Jonathan Schanzer writes: Sensational reports in the Guardian and Washington Post recently blew the lid off of the National Security Agency’s (NSA) electronic surveillance efforts, which have harvested everything from phone calls to Facebook posts for intelligence purposes.
Curiously, Twitter still appears outside the grasp of the NSA’s PRISM program, which gathers information from major U.S. Internet companies. But a group of lawmakers are concerned that the popular microblogging service has become too hospitable an environment for terrorist groups. The platform hosts a number of official feeds for terrorist groups, including Somalia’s al-Shabab, the North African al Qaeda in the Islamic Maghreb, Syria’s Jabhat al-Nusra, the Taliban, and Hamas.

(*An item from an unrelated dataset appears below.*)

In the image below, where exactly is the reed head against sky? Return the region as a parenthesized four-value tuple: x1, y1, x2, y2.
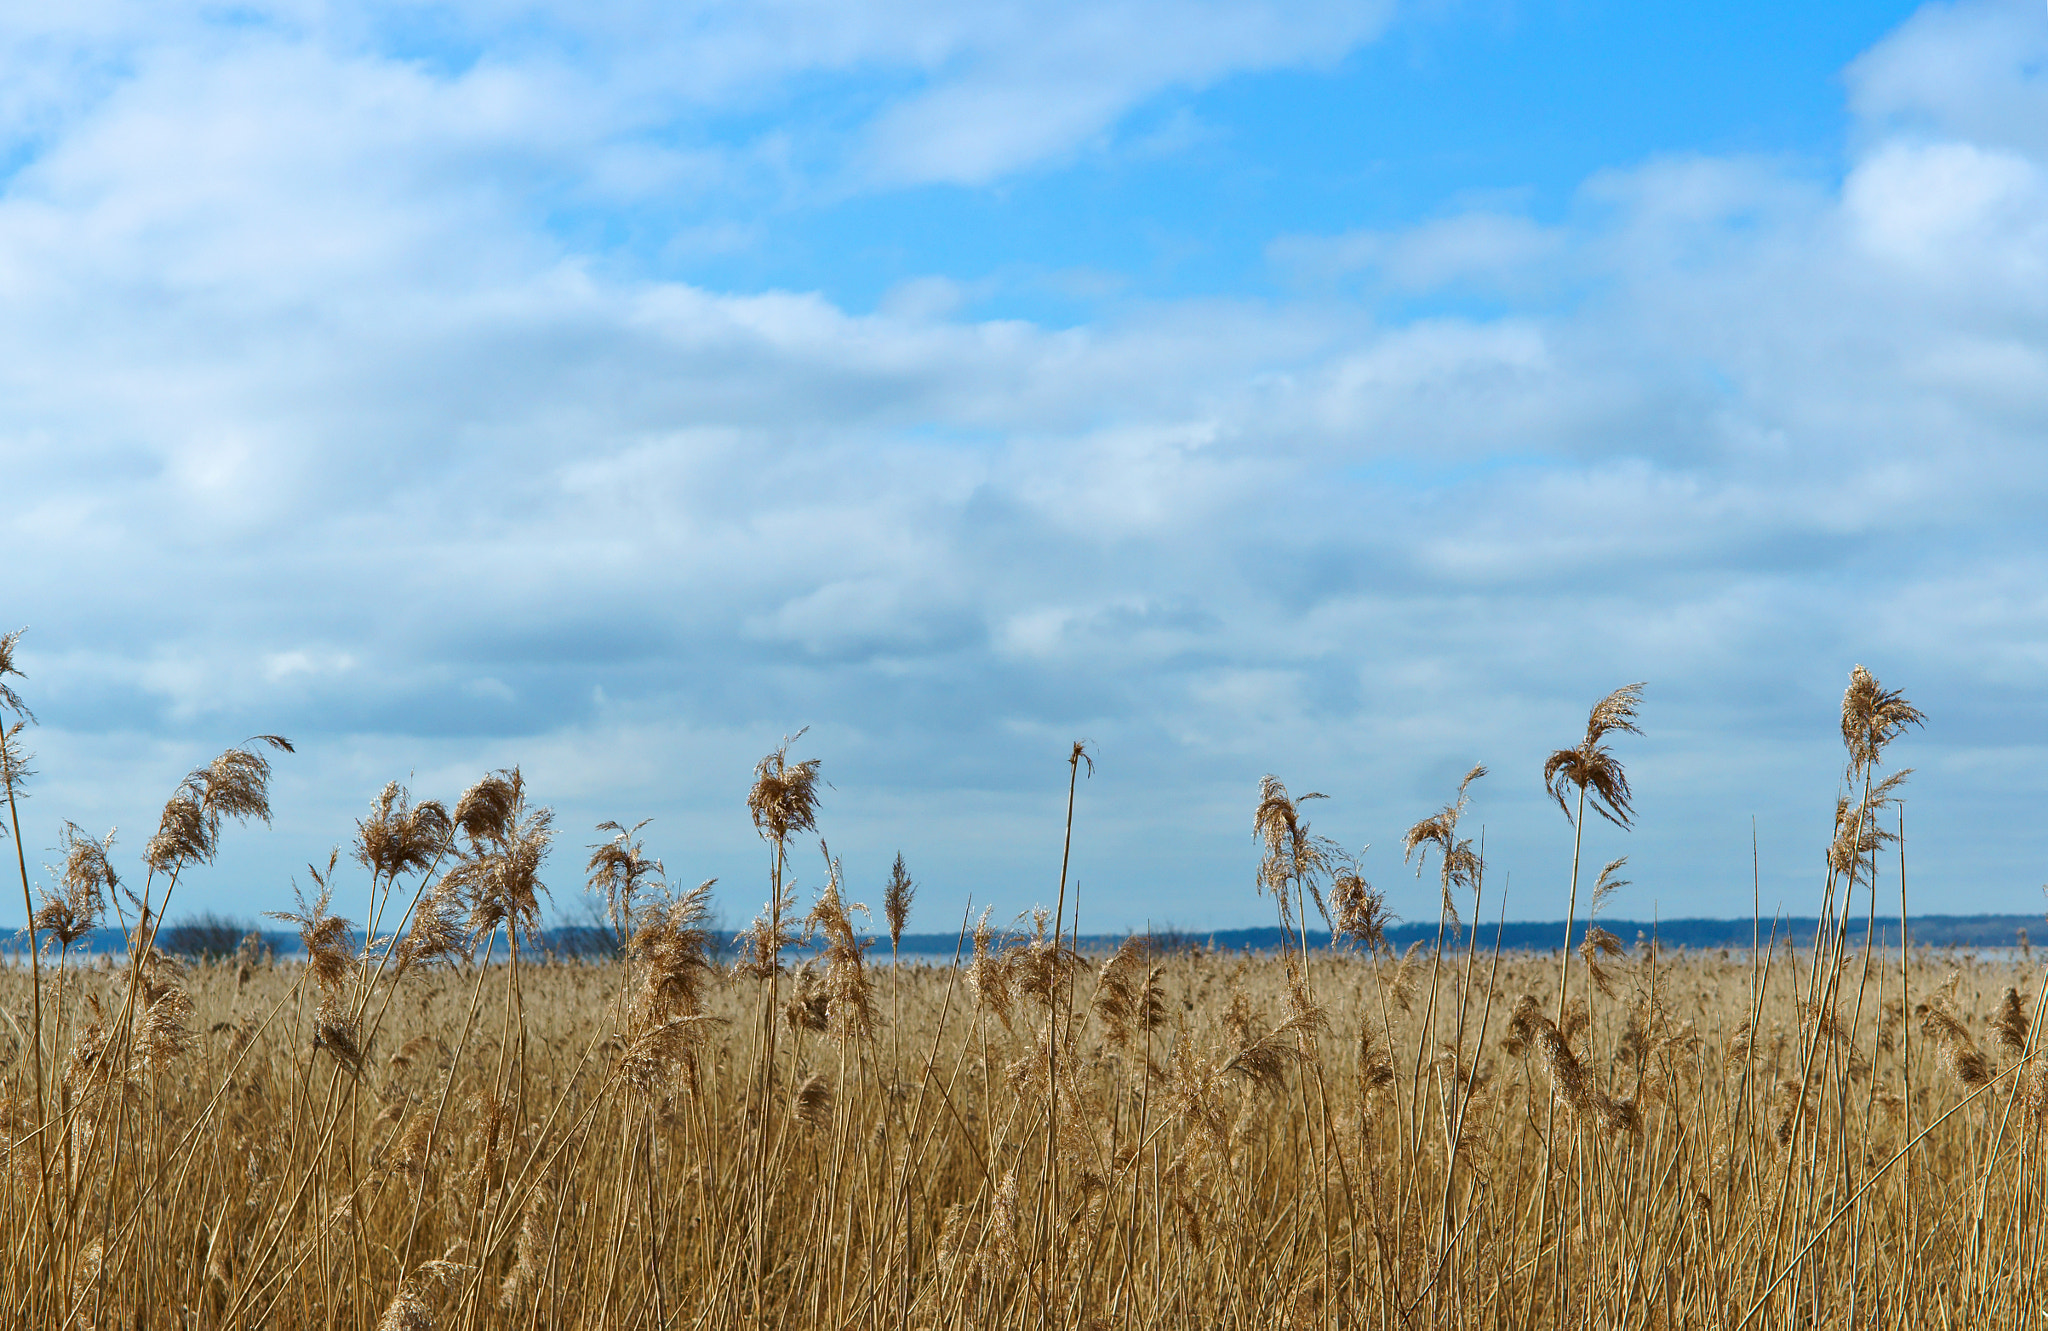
(3, 0, 2045, 930)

Rep. Ted Poe (R-TX), who currently serves as the chairman of the House Foreign Affairs Subcommittee on Terrorism, Nonproliferation and Trade, is looking to curtail terrorist activity on Twitter. Poe is mindful of free speech concerns, but believes terrorist organizations are not entitled to the same free speech protections. As he argued last year, after watching Hamas use the platform for propaganda purposes during its November war with Israel, “Twitter must recognize sooner rather than later that social media is a tool for the terrorists.”

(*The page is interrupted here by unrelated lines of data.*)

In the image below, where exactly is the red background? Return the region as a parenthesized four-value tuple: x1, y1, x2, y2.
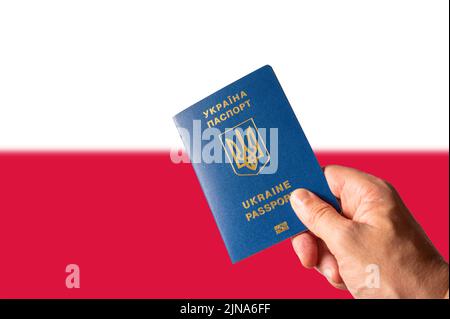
(0, 151, 448, 298)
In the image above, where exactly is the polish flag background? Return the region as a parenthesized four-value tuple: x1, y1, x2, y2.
(0, 1, 448, 298)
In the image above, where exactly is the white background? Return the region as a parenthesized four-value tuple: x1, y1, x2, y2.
(0, 0, 448, 150)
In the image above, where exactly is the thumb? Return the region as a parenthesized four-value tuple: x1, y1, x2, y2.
(290, 189, 351, 250)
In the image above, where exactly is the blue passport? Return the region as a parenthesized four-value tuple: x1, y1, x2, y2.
(173, 65, 339, 263)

First Amendment activists will almost certainly cry foul. But they will not be alone: This would be one of their rare moments of harmony with the U.S. intelligence community, which has used Twitter feeds of extremists to monitor their messaging for strategies, tactics, and policies. America’s spies also monitor the feeds of extremist personalities and groups to see who follows them and who sympathizes with them, with the goal of identifying potential security threats at home or abroad. In fact, Twitter has made it possible for official bodies to interact with a banned group — even if those interactions haven’t been pleasant. [Continue reading…]
Twitter’s non-participation in PRISM might have provided the company with a small PR coup — in defense of civil liberties and all that — but it probably has just as much to do with the fact that the intelligence community is already perfectly happy with how the platform operates. The front door is wide open. Who needs a back door? Why should we not simply assume that the NSA is already merrily harvesting every single tweet?